Há muitas questões em que praticamente todos os bispos estão unidos entre si e em sintonia com a Santa Sé. Por exemplo, os bispos aprovaram as novas Diretrizes Éticas e Religiosas para os Serviços de Saúde Católicos por 206 votos a favor, 7 contra e 8 abstenções. Elas não são nada controversas para quem entende, como os católicos entendem, que nossa compreensão da natureza humana é profundamente moldada por nossas crenças religiosas. O Health News, da Kaiser Family Foundation, publicou um artigo intitulado: "As Poderosas Restrições ao Atendimento Médico em Hospitais Católicos nos Estados Unidos". O artigo não é apenas tendencioso. O autor e os entrevistados parecem genuinamente perplexos com a ideia de que deva haver considerações morais que proíbam certos procedimentos médicos, como se a história da medicina não estivesse repleta de crimes horríveis perpetrados por pessoas que deixaram de questionar se algo deveria ser feito, concentrando-se apenas no que podia ser feito.
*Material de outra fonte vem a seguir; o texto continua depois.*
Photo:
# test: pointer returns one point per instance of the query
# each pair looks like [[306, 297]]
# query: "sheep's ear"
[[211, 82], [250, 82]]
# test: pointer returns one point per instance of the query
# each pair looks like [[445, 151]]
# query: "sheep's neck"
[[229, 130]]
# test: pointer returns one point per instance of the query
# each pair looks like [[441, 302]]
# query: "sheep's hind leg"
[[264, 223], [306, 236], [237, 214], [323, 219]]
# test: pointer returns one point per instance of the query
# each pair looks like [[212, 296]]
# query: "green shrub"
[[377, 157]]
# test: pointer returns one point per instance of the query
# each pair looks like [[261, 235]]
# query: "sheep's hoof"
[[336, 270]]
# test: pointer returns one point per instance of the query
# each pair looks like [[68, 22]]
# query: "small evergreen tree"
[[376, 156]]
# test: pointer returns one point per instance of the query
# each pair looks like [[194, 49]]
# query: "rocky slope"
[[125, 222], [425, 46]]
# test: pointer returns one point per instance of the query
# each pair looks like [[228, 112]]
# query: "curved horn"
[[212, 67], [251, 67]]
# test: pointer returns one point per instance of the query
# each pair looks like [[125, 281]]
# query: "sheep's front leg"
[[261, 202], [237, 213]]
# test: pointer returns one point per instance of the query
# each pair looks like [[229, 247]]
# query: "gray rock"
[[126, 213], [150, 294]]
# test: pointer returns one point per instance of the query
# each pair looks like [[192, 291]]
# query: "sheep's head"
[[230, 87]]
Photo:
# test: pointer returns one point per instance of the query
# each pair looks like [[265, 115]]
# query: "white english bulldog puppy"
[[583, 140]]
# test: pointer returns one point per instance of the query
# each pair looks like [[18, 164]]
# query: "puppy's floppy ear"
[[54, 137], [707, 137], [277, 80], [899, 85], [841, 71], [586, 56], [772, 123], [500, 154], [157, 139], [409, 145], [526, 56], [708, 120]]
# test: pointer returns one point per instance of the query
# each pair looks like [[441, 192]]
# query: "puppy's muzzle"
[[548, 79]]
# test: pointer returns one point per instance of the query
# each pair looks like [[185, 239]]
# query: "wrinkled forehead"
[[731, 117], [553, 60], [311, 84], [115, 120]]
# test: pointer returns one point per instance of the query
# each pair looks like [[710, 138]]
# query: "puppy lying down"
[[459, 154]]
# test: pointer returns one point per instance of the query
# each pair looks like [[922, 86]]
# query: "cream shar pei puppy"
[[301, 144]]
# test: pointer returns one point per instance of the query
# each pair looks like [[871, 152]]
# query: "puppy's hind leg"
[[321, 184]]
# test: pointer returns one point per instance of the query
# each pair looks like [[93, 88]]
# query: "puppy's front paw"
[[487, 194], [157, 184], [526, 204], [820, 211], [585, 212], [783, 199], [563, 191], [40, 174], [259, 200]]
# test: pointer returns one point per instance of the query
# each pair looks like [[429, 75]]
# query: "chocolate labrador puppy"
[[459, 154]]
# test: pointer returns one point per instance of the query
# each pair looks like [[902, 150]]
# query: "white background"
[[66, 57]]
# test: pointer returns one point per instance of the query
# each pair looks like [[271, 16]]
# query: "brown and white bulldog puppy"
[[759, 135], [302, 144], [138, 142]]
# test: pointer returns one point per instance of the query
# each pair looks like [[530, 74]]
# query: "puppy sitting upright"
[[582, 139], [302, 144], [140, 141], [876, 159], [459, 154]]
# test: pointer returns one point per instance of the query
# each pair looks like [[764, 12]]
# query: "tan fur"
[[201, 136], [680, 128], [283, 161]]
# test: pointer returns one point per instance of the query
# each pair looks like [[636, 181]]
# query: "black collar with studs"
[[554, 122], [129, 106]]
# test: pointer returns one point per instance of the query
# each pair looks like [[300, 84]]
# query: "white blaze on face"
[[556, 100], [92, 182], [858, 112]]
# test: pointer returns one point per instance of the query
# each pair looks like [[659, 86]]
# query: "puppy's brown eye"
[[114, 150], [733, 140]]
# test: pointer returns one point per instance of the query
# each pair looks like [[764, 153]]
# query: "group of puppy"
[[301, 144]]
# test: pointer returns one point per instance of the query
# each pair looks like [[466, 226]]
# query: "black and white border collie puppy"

Os bispos, com pouquíssimas exceções, estão preocupados com o cuidado aos migrantes. A diferença surge quando decidem como essa questão deve ser priorizada em comparação com outras e como interagir com o governo Trump. Todos trabalham para garantir que a Caritas Católica possa cuidar dos pobres em suas dioceses. Todos os bispos se preocupam com a qualidade da pregação em suas paróquias. Todos se preocupam com a possibilidade de ter que fechar paróquias ou escolas.
As diferenças, porém, também são profundas. Pouco menos da metade dos bispos reconhece a necessidade de continuar a acolher o Concílio Vaticano II, caminhar com a Santa Sé, exercer a opção preferencial pelos pobres e adotar metodologias sinodais para superar a polarização na sociedade e na Igreja e para melhor evangelizar os homens e mulheres de nosso tempo. E pouco mais da metade não compartilha dessas prioridades. Esse fato coloca a fé católica nos EUA em uma trajetória perigosa que leva a uma Igreja mais nacionalista, incapaz de criticar as patologias da cultura vigente, presa fácil para políticos manipuladores e plutocratas.
Num momento crucial para a nossa nação e para a nossa Igreja, receio que a Conferência dos Bispos Católicos dos Estados Unidos (USCCB) passe os próximos três anos a cambalear, a tropeçar nas próprias costas, demasiado dividida internamente para ajudar a curar a polarização da sociedade, e muitas vezes silenciosa perante desafios antes impensáveis às nossas normas democráticas. A Constituição Dogmática sobre a Igreja, Lumen Gentium, afirma que "a Igreja está em Cristo como sacramento ou como sinal e instrumento tanto de uma união muito íntima com Deus como da unidade de toda a raça humana". É difícil imaginar como a conferência episcopal cumprirá essa missão nos próximos três anos.